For the life of me I couldn't get my wits together quickly enough to thank him as I should have done, and immediately he said, as if speaking to one of his officers:
"See that a sharp watch be kept from now on, and do not hesitate to raise an alarm if anything unusual is seen, Captain Campbell."
I am certain my cheeks reddened when he thus recognized my rank, yet I was such a simple that I could only stammer:
"You must have in mind, sir, somethin' the same as has Sergeant Corney.
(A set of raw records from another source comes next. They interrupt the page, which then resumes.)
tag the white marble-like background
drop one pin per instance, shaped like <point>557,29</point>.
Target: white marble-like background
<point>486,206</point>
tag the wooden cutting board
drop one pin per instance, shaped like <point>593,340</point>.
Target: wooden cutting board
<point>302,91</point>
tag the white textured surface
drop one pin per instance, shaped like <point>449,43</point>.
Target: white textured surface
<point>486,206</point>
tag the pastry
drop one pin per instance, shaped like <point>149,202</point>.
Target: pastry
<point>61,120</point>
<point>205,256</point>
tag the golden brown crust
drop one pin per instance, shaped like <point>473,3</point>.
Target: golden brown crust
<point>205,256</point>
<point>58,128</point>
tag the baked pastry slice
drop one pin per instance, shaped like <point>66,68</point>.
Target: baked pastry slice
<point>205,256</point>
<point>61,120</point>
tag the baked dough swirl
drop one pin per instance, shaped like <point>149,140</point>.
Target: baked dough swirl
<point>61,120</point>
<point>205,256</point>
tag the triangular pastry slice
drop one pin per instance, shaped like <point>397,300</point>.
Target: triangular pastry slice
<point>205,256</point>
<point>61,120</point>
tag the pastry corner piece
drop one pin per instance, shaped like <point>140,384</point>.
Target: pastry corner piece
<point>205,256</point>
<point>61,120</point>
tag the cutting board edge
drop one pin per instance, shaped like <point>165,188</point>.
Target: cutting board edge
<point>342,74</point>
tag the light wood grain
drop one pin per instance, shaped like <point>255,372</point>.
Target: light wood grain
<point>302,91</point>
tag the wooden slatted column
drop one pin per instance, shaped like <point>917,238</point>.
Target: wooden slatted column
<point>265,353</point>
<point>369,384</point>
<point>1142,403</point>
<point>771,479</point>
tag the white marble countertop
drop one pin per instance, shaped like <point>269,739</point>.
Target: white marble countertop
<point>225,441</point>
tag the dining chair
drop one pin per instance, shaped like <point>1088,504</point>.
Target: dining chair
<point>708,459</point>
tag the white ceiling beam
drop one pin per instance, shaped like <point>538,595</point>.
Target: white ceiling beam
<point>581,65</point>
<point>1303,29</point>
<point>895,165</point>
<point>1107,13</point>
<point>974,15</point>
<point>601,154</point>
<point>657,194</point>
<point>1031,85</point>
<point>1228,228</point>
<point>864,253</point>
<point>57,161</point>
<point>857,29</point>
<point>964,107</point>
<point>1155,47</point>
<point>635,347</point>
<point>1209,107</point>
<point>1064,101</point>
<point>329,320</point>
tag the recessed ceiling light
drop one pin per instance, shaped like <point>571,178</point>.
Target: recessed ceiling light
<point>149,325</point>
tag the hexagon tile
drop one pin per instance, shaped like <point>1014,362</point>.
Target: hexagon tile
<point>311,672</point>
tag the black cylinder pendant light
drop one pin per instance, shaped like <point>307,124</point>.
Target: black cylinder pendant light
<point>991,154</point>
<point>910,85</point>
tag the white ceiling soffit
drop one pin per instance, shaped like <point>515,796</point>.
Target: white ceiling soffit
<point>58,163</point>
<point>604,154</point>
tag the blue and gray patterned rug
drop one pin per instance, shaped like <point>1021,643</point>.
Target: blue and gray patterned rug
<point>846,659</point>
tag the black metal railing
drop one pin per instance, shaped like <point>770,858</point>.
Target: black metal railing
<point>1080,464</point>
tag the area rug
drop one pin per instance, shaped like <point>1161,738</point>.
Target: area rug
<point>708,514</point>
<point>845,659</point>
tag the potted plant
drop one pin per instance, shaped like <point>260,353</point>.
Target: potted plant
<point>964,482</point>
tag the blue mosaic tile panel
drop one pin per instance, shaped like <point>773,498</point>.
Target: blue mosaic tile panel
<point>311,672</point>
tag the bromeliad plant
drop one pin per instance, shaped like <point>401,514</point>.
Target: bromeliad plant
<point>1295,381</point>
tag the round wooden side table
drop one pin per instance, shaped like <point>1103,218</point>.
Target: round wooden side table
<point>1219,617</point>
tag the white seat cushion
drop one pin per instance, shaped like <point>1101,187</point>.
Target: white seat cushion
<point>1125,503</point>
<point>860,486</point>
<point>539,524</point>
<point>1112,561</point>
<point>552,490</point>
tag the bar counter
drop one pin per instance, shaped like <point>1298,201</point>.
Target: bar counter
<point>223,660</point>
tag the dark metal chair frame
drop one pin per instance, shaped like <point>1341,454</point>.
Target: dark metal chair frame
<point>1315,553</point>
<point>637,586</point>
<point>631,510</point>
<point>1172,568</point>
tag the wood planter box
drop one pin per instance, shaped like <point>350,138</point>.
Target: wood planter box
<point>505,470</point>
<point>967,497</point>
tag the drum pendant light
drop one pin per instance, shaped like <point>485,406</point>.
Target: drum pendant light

He has lately been here predicting an assault for to-morrow."
"The sergeant uses his ears to some purpose," the colonel said, with a laugh, and then he walked away, leaving me with a determination to keep guard as I had never kept it before.
Chapter XVII.
Perplexing Scenes.
Surely if ever a boy had been warned of coming danger I was that one, and the great fear in my mind was lest at the critical moment I fail to do my duty.
It seemed as if the commandant had much the same as told me he was depending upon the Minute Boys to bring him word of the first sign or sound of danger, and I was nervously afraid lest, by some unlucky chance, I might disappoint him.
After having dwelt upon the matter for half an hour or more, giving undue prominence to my own responsibility, I aroused Jacob, who was sleeping in an angle of the wall hard by, and repeated to him the substance of the conversations with Colonel Gansevoort and Sergeant Corney.